0.2.9 latest code, running cpu at 100%, and out of memory.
3STHSTTYPE 02:03:36:347430000 GMT j9mm.126 - at 326DC760 java/lang/Thread.run()V, jit 31FA6144, pc 31A79B80
3STHSTTYPE 02:03:36:347426000 GMT j9mm.126 - at 37F2EEF8 com/sshtools/j2ssh/transport/TransportProtocolCommon.run()V, jit 320DB310, pc 38807784
3STHSTTYPE 02:03:36:347416000 GMT j9mm.126 - at 37F2F128 com/sshtools/j2ssh/transport/TransportProtocolCommon.startBinaryPacketProtocol()V, jit 31F396B4, pc 319A33F4
3STHSTTYPE 02:03:36:347412000 GMT j9mm.126 - at 37F2F1D8 com/sshtools/j2ssh/transport/TransportProtocolCommon.processMessages()Lcom/sshtools/j2ssh/transport/SshMessage;, jit 31EF9F4C, pc 31921FAC
3STHSTTYPE 02:03:36:347405000 GMT j9mm.126 - at 37F331B8 com/sshtools/j2ssh/transport/TransportProtocolInputStream.readMessage()[B, jit 320DE1DC, pc 3880AE00
3STHSTTYPE 02:03:36:347398000 GMT j9mm.126 - at 3279A7A0 java/io/ByteArrayOutputStream.write([BII)V, jit 31DB7130, pc 3163AA20
3STHSTTYPE 02:03:36:347390000 GMT j9mm.101 - J9AllocateIndexableObject() returning NULL! 1073741840 bytes requested for object of class 326DA4E8 from memory space '' id=00000000
3STHSTTYPE 02:03:36:346716000 GMT j9mm.53 - GlobalGC end: workstackoverflow=0 overflowcount=0 weakrefs=12195 soft=2826 phantom=247 finalizers=491 newspace=60029432/60397568 oldspace=434149576/1006632960 loa=0/0
HERE is the fix in the SshMessageStore.java class.

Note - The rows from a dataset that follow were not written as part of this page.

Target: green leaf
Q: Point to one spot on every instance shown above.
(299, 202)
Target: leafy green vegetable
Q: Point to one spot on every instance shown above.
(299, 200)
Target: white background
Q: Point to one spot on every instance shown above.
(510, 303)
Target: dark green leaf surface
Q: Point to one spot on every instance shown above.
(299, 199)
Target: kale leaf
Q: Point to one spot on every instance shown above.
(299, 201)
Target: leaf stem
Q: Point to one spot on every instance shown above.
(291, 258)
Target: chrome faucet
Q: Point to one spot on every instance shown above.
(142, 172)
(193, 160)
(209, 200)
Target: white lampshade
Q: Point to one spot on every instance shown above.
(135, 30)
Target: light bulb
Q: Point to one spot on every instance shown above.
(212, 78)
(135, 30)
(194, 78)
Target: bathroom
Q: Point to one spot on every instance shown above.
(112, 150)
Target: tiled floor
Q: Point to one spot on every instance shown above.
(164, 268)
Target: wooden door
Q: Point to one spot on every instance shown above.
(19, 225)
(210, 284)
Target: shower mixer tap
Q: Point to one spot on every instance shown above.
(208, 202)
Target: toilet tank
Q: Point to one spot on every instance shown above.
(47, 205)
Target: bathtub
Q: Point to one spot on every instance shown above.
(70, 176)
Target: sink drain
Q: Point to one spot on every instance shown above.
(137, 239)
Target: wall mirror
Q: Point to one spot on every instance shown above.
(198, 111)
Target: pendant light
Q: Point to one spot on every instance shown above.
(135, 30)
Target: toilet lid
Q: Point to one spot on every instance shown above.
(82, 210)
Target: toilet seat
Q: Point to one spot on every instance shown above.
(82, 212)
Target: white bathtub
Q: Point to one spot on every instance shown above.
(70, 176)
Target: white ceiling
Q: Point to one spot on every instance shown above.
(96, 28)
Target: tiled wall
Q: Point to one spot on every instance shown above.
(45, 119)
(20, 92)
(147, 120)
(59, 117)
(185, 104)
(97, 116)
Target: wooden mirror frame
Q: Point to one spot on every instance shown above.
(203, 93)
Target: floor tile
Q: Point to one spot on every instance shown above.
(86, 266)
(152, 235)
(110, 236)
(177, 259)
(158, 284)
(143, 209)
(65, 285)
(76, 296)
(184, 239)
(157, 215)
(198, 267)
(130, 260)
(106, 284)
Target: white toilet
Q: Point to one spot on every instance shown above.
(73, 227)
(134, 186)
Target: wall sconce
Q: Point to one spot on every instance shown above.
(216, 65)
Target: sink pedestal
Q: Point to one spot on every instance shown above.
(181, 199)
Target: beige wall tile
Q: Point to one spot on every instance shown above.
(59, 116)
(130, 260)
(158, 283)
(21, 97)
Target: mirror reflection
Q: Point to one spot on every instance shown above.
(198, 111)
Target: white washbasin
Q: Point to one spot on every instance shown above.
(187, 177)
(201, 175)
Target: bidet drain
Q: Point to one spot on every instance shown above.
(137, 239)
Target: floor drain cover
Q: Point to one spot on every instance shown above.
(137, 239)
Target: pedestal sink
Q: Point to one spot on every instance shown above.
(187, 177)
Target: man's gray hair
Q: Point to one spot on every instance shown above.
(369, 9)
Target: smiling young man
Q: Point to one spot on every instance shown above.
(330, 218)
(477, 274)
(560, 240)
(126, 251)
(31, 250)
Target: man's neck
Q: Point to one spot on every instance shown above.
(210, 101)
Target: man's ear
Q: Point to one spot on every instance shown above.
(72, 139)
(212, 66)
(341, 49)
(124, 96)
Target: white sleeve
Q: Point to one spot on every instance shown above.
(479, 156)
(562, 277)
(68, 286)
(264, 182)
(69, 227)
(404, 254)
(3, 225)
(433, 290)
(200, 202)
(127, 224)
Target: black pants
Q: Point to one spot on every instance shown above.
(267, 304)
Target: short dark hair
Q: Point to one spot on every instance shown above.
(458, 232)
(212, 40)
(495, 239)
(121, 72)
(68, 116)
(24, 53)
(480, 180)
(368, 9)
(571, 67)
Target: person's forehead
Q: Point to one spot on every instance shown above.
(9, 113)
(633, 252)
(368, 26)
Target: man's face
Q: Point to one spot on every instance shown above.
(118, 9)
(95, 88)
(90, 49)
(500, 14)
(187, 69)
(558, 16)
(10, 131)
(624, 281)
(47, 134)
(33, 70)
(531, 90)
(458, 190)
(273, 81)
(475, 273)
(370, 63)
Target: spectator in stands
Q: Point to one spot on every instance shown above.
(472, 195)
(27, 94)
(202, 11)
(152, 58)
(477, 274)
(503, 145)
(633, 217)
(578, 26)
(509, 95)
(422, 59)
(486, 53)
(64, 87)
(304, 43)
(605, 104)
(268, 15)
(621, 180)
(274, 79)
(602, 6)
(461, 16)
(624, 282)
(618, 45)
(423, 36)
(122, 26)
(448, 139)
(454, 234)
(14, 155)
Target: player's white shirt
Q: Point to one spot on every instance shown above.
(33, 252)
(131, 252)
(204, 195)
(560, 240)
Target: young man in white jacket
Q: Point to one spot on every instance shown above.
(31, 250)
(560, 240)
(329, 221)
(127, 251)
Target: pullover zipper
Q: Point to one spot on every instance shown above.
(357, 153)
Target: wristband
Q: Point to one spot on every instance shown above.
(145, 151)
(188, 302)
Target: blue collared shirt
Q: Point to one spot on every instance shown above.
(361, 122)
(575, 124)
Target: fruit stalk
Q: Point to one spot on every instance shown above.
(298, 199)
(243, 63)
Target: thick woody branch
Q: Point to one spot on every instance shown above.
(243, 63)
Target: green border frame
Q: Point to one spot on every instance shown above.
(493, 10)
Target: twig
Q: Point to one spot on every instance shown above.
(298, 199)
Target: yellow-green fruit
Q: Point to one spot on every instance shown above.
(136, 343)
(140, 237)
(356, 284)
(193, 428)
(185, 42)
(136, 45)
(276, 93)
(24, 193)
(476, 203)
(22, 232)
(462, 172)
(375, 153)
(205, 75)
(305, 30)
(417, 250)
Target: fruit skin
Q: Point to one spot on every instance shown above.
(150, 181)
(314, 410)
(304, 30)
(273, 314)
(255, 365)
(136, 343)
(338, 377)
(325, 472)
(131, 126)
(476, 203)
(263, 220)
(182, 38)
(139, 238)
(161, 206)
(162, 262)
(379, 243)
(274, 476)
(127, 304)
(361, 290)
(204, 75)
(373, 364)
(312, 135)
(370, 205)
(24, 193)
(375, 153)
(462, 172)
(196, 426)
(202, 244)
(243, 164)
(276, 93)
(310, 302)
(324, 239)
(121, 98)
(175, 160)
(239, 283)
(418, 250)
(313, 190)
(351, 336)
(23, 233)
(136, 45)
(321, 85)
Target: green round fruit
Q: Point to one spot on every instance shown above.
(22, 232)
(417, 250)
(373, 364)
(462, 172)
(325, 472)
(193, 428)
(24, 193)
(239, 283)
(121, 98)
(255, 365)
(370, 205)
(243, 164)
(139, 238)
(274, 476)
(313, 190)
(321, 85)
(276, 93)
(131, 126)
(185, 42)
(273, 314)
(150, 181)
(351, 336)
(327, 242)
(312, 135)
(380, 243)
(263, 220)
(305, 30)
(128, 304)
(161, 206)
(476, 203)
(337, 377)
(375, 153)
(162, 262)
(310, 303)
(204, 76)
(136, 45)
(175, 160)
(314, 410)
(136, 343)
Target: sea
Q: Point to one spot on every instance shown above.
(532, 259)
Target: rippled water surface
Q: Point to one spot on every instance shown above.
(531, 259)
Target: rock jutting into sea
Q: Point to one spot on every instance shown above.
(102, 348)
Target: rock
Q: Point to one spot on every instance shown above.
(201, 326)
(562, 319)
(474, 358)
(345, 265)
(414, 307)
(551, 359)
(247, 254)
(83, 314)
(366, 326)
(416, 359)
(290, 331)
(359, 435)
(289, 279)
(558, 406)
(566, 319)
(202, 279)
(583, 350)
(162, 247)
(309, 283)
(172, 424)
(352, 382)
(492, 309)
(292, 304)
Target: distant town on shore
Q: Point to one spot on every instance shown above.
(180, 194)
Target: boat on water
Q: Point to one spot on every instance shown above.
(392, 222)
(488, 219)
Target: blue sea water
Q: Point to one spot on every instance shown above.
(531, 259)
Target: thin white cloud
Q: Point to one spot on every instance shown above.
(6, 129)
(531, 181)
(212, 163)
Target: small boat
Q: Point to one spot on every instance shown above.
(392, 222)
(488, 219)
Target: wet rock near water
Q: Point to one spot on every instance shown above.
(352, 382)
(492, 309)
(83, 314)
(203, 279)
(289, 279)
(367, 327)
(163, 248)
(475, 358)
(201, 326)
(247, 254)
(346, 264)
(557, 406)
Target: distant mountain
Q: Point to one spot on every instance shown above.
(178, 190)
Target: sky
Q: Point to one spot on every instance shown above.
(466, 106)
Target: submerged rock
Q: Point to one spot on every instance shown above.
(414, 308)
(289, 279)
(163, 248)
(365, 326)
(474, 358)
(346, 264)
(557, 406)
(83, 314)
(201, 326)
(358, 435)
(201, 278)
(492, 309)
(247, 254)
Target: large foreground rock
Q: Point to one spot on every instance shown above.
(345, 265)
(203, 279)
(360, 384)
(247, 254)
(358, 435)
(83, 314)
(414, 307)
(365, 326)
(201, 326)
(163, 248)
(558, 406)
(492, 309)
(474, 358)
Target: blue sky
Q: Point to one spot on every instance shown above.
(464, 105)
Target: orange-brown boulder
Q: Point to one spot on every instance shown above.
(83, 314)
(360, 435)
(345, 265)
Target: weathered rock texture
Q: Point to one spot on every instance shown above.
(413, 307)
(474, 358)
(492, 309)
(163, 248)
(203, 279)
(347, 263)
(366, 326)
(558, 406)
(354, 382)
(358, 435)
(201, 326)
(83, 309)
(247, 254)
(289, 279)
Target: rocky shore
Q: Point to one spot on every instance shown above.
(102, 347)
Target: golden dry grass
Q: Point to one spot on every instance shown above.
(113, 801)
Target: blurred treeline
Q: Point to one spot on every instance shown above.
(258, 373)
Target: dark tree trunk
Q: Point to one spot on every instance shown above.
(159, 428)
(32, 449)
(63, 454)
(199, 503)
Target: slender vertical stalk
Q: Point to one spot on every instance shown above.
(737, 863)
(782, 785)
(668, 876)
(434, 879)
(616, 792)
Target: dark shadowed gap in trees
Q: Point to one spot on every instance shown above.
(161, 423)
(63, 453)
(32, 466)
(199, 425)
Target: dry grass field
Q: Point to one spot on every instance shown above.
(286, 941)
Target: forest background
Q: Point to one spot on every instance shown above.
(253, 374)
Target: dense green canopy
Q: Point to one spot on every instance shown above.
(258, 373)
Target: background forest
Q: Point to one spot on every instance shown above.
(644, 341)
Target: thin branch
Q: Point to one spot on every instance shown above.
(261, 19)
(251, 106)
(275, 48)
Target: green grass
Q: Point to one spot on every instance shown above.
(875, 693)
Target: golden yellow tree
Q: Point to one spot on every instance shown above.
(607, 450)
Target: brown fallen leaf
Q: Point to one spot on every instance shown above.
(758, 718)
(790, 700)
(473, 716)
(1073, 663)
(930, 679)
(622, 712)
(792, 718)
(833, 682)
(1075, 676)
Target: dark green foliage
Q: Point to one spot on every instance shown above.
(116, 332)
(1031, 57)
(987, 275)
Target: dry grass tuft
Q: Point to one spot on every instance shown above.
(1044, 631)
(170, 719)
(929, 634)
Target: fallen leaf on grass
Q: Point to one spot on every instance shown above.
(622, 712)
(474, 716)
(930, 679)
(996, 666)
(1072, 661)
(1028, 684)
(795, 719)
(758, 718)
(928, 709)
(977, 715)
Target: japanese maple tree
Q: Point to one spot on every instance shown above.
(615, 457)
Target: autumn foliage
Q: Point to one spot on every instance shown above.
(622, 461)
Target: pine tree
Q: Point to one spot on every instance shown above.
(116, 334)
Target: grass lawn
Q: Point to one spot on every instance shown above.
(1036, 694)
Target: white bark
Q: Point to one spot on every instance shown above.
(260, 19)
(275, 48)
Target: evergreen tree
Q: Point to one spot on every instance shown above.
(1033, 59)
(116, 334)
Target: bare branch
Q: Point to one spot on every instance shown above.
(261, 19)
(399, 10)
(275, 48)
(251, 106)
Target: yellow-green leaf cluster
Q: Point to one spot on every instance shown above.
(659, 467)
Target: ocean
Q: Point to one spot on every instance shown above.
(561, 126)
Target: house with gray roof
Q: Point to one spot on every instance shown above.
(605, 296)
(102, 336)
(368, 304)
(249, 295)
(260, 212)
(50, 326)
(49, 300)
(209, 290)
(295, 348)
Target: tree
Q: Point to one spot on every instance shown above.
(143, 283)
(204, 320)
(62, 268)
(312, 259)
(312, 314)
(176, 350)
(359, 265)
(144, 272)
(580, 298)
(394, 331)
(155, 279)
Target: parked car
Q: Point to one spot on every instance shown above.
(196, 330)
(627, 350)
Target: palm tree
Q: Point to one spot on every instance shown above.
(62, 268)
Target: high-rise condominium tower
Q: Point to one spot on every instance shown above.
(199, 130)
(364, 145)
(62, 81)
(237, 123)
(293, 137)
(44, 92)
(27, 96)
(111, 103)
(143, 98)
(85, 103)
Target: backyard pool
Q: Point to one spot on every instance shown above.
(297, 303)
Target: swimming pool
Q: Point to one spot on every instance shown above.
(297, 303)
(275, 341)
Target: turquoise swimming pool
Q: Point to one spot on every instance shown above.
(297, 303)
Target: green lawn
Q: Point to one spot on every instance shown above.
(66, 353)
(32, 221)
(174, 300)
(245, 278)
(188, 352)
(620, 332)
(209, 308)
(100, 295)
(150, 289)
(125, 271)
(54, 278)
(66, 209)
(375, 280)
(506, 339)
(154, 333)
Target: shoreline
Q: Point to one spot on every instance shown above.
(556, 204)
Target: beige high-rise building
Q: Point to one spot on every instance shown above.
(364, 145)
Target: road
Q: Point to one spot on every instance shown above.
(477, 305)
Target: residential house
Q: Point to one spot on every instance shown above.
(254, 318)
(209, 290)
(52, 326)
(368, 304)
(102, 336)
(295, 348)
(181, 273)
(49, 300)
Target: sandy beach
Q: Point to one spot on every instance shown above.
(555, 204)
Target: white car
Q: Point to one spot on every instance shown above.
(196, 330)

This was endlessly looping because the timeout passed was 0, and if an EOF happened when trying to get a message, then it would never be able to get the message, and it looped forever, 100% max the cpu, and then the server dies with out of memory exception.
This works great!
/**
* <p>
* Get a message from the store. This method will block until a message
* with an id matching the supplied filter arrives, the specified timeout
* is reached or the message store closes. The message is removed from the
* store.
* </p>
*
* @param messageIdFilter an array of message ids that are acceptable.
* @param timeout the maximum number of milliseconds to block before
* returning.
*
* @return the next available message
*
* @throws MessageStoreEOFException if the message store is closed
* @throws MessageNotAvailableException if the message is not available
* after a timeout
* @throws InterruptedException if the thread is interrupted
*
* @since 0.2.0
*/
public synchronized SshMessage getMessage(int[] messageIdFilter, int timeout) throws MessageStoreEOFException, MessageNotAvailableException, InterruptedException {
if ((messages.size() <= 0) && isClosed) {
throw new MessageStoreEOFException();
}
if (messageIdFilter == null) {
return nextMessage();
}
//if timeout less than 0, set to 0.
if (timeout < 0) {
timeout = 0;
}
SshMessage msg=null;//the message
int tries=0;//number of tries to get message
int tryLimit=50;//number MAX to try to get message
while ((messages.size() > 0) || !isClosed) {
// lookup the message
msg = lookupMessage(messageIdFilter, true);
if (msg != null) {
return msg;
} else {
// If the number of tires exceed the limit, throw the exception, can't wait forever, or enless loop and bring down the application.
if(tries>tryLimit) {
throw new MessageNotAvailableException();
}
}
// Now wait
if (!isClosed) {
//releases the lock on this method.
wait((timeout == 0) ? interrupt : timeout);
//Yes, this is not the best solution, but it will work.
//if we already tried 25 times, and don't have a message, start sleeping a second the next 25 seconds, to give 25 seconds for a response.
if(tries>25){
Thread.sleep(1000);
}
}
tries++;
}
throw new MessageStoreEOFException();
}
SSHMessageStore java class with fix
Thanks for pointing this out. Indeed, there could be a problem.
How about changing
if (!firstPass && (timeout > 0)) {
throw new MessageNotAvailableException();
}
to
if (!firstPass) {
throw new MessageNotAvailableException();
}
?
Would it solve the issue? Comments are welcome.
I don't want to change the code as I am not sure whether we'll experience side effects or not.